Using minimal necessary variation prevents cognitive overload for novice learners, and increases the opportunities for feedback and instructional assessment. A requirement of this approach is to introduce content in small sections, with repeated sequences composed of minimally similar examples. Increasing question frequency provides more opportunities for teacher feedback and increases feedback precision. Just as minimal variation reduces incorrect attribution for learners, it does so for teachers during feedback too, as feedback is more precise when variation is controlled. This maximises opportunities for student success and positive reinforcement, which directly sustains increases in student self-efficacy and subject beliefs (Schunk, 1991).
Instruction requires the teacher to relay information as the subject expert. However, part of this requirement is precluded by the ‘curse of knowledge’, whereby expertise in a subject can lead to teachers misattributing their own fluency within the topic onto more novice learners. This can be actively avoided during instructional planning, through the concept of faultless communications (Engelmann and Carnine, 2016). These are explanations through which the only possible interpretation is that which was intended.
By considering the most common misconceptions in a topic, we can proactively design explanations to prevent misconceptions from developing. A common misconception in electrolysis is that all liquids contain water. Figure 1 shows a five-step sequence, which begins with a solid salt that is melted. By including this first diagram in the sequence, it ensures that the learner is explicitly aware that this process doesn’t require water. By including this early in the sequence, it helps to prevent such a misconception from developing. To reduce the chance of common misconceptions occurring, there are four questions to consider:
- What are the common misconceptions in this topic and related topics?
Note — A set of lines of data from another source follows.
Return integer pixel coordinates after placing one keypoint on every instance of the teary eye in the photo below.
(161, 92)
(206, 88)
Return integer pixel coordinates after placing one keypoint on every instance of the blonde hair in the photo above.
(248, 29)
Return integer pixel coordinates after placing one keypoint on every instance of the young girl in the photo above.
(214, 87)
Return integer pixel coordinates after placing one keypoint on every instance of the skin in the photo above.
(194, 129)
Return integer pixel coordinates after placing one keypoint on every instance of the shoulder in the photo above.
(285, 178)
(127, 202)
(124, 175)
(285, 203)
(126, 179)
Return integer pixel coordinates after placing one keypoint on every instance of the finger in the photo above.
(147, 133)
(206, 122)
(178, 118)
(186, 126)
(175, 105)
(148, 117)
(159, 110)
- Where do students usually make mistakes?
- Does my current explanation encourage or inhibit this?
- How can these be actively prevented?
Explanatory sequences must find the balance between introducing new concepts and maintaining student fluency, whilst considering how and when misconceptions could develop. Questioning our own instructional sequences in response to research evidence makes it possible to design better explanations that both manage cognitive load and help to prevent misconceptions from arising and being reinforced.